In passing upon the issues we are governed by certain well-established rules. To begin with, claimant has the burden of proof to show loss of earning capacity because of her disability. Standard Acc. Ins. Co. v. Industrial Commission, 66 Ariz. 247, 186 P.2d 951 (1947); Schnatzmeyer v. Industrial Commission, 77 Ariz. 266, 270 P.2d 794 (1954). In this connection the evidence must be considered in the light most favorable to sustaining the award of the Commission. Collins v. Industrial Commission, 3 Ariz. App. 107, 412 P.2d 282 (1966); Montgomery v. Industrial Commission, 7 Ariz. App. 109, 436 P.2d 621 (1968).
Here we are dealing with an unscheduled partial disability and must determine if the evidence shows a reduction in petitioner's earning capacity due to her disability. No compensation is allowable for unscheduled injuries unless there has been a loss of earning power and this is true regardless of the fact that there may be some residual physical functional disability. Williams v. Industrial Commission of Arizona, 73 Ariz. 57, 237 P.2d 471 (1951); Eagle Indemnity Co. v. Hadley, 70 Ariz. 179, 218 P.2d 488 (1950). The measure of the award is the loss of earnings caused by the injury. The mere showing that a claimant has not returned to work is not proof of the fact that claimant cannot work because of a physical disability. Davidson v. Industrial Commission, 72 Ariz. 314, 235 P.2d 1007 (1951). If compensation is to be allowed petitioner on the basis of her inability to secure employment she is capable of performing, the Commission must find as a fact that her failure to work is caused by her injuries. Schnatzmeyer.
Bearing these rules in mind, we cannot find that the decrease in petitioner's average monthly earnings was caused by other than conditions inherent in the jobs themselves (babysitting, cashiering, etc.) and in no way is it attributed to the functional disability. No showing was made at the hearing or in petitioner's evidence that if petitioner had no functional disability she would be earning more than she was presently earning. The evidence contained in the record nowhere indicates that her earning capacity has been decreased. As we view petitioner's evidence, the only showing she makes is that she is unable to secure remunerative employment. The evidence does not in any way show that the failure to secure employment bears any relationship to the disability. It shows that her failure to secure employment was due solely to the economic conditions of that particular area.
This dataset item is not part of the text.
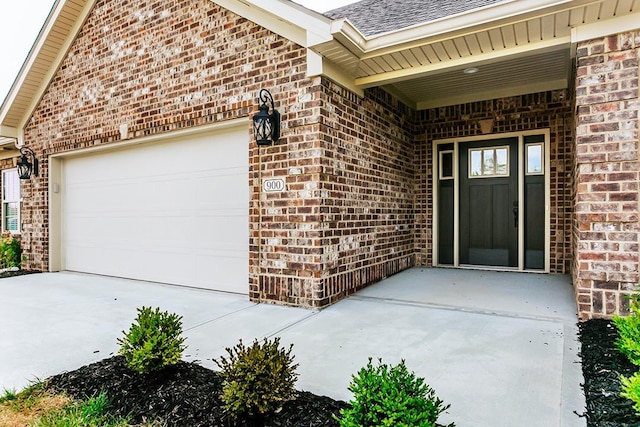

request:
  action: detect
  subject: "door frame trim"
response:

We next treat the question of illegality of the Commission's decision based upon the contention that the award made a finding of no loss of earning capacity because of the voluntary removal from Phoenix to Texas. In support of that argument petitioner cites the recent case of Shapiro v. Thompson, 394 U.S. 618, 89 S. Ct. 1322, 22 L. Ed. 2d 600 (1969).
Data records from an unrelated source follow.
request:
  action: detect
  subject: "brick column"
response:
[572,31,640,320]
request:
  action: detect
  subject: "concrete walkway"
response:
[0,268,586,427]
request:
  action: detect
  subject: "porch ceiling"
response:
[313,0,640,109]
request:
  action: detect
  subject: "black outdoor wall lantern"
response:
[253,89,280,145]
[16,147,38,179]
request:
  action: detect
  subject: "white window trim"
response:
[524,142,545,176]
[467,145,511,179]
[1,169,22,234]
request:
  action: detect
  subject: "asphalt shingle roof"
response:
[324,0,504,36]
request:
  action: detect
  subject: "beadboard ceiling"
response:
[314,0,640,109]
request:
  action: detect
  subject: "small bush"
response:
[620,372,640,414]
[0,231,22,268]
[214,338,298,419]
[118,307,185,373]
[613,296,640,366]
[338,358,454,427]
We believe that the Shapiro case has no application in that petitioner was not denied compensation merely because she moved from Phoenix to Texas. The award of the Commission is supported by reason of the fact that petitioner has failed to show any relationship between her lack of employment and her disability.
Affirmed.
STEVENS, P.J., and CASE, J., concur.
NOTES
[1] This case was decided under the law as it existed prior to January 1, 1969.